%matplotlib inline
import numpy as np
import pandas as pd
import scipy
import matplotlib.pyplot as plt
import seaborn as sns
from scipy import stats
import statsmodels.api as sm
import math
from __future__ import division
# turn of data table rendering
pd.set_option('display.notebook_repr_html', False)
sns.set_palette(['#00A99D', '#F5CA0C', '#B6129F', '#76620C', '#095C57'])
np.version.full_version, scipy.version.full_version, \
pd.version.version, sm.version.full_version
('1.9.1', '0.14.0', '0.15.2', '0.6.1')
# Create a set with an obvious non-normal distribution
data = pd.Series([1,1,0,1,2,2,3,2,1,3,3,2,8,2,1,6,2,1,1,2,2,1,3,2,1,
2,3,6,2,3,2,2,1,2,2,3,2,1,2,3,2,3,2,3,1,6,1,8,1,1])
data.describe()
count 50.000000 mean 2.340000 std 1.709637 min 0.000000 25% 1.000000 50% 2.000000 75% 3.000000 max 8.000000 dtype: float64
# Plot the non-normal distribution
sns.distplot(data)
plt.show()
# The null hypothesis states the data was drawn from a normal distribution.
# It returns the w-statistic and the probability that this statistic
# came from a normal distribution (p value)
w, p = stats.shapiro(data)
w, p
(0.7413722276687622, 4.960041621870914e-08)
# Test the null hypothesis with 5% alpha
alpha = .05
p > alpha
False
Since this p value is much larger than the significance level, we reject the null hypothesis that this sample comes from a normal distribution.

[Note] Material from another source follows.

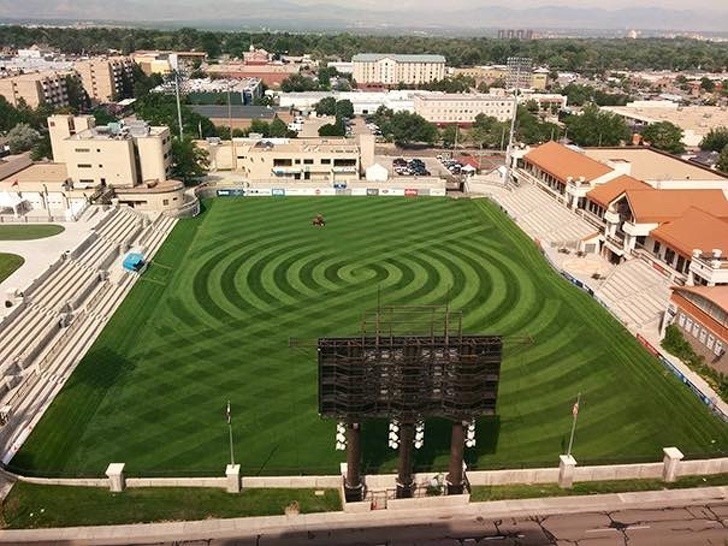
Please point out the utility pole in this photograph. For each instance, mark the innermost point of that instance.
(179, 106)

# Let perform the same test on a random generated normal distribution
mu, sigma, n = 0, .1, 50
data = np.random.normal(mu, sigma, n)
data
array([-0.06305276, -0.12291651, -0.04816977, 0.05572359, 0.13725905, 0.1447485 , -0.20264179, -0.06685487, -0.0781263 , -0.00718376, -0.08506072, -0.03998016, -0.11571598, 0.12958116, 0.10986715, 0.0649146 , -0.13533652, -0.1174784 , -0.0714837 , -0.03965943, 0.01309047, 0.04284077, 0.02698651, 0.04941069, -0.01366992, -0.16790697, 0.02145848, -0.09678135, -0.07191305, 0.07613435, 0.01198686, -0.14470548, 0.15809624, -0.09929681, 0.03842638, 0.06481776, -0.13934484, 0.07156626, -0.10190243, -0.09960222, 0.21799547, -0.02453129, -0.03748973, -0.17076149, 0.07634182, -0.02514305, 0.10922111, -0.15272102, -0.13171909, -0.04938742])
# Plot the more 'normal' distribution
sns.distplot(data)
plt.show()
# The Shapiro-Wilk test tests the null hypothesis that the data
# was drawn from a normal distribution.
w, p = stats.shapiro(data)
w, p
(0.9749879240989685, 0.3645625710487366)
# Test the null hypothesis with 5% alpha
alpha = .05
p > alpha
True
Since this p value is much larger than the significance level, we retain the null hypothesis that this sample comes from a normal distribution.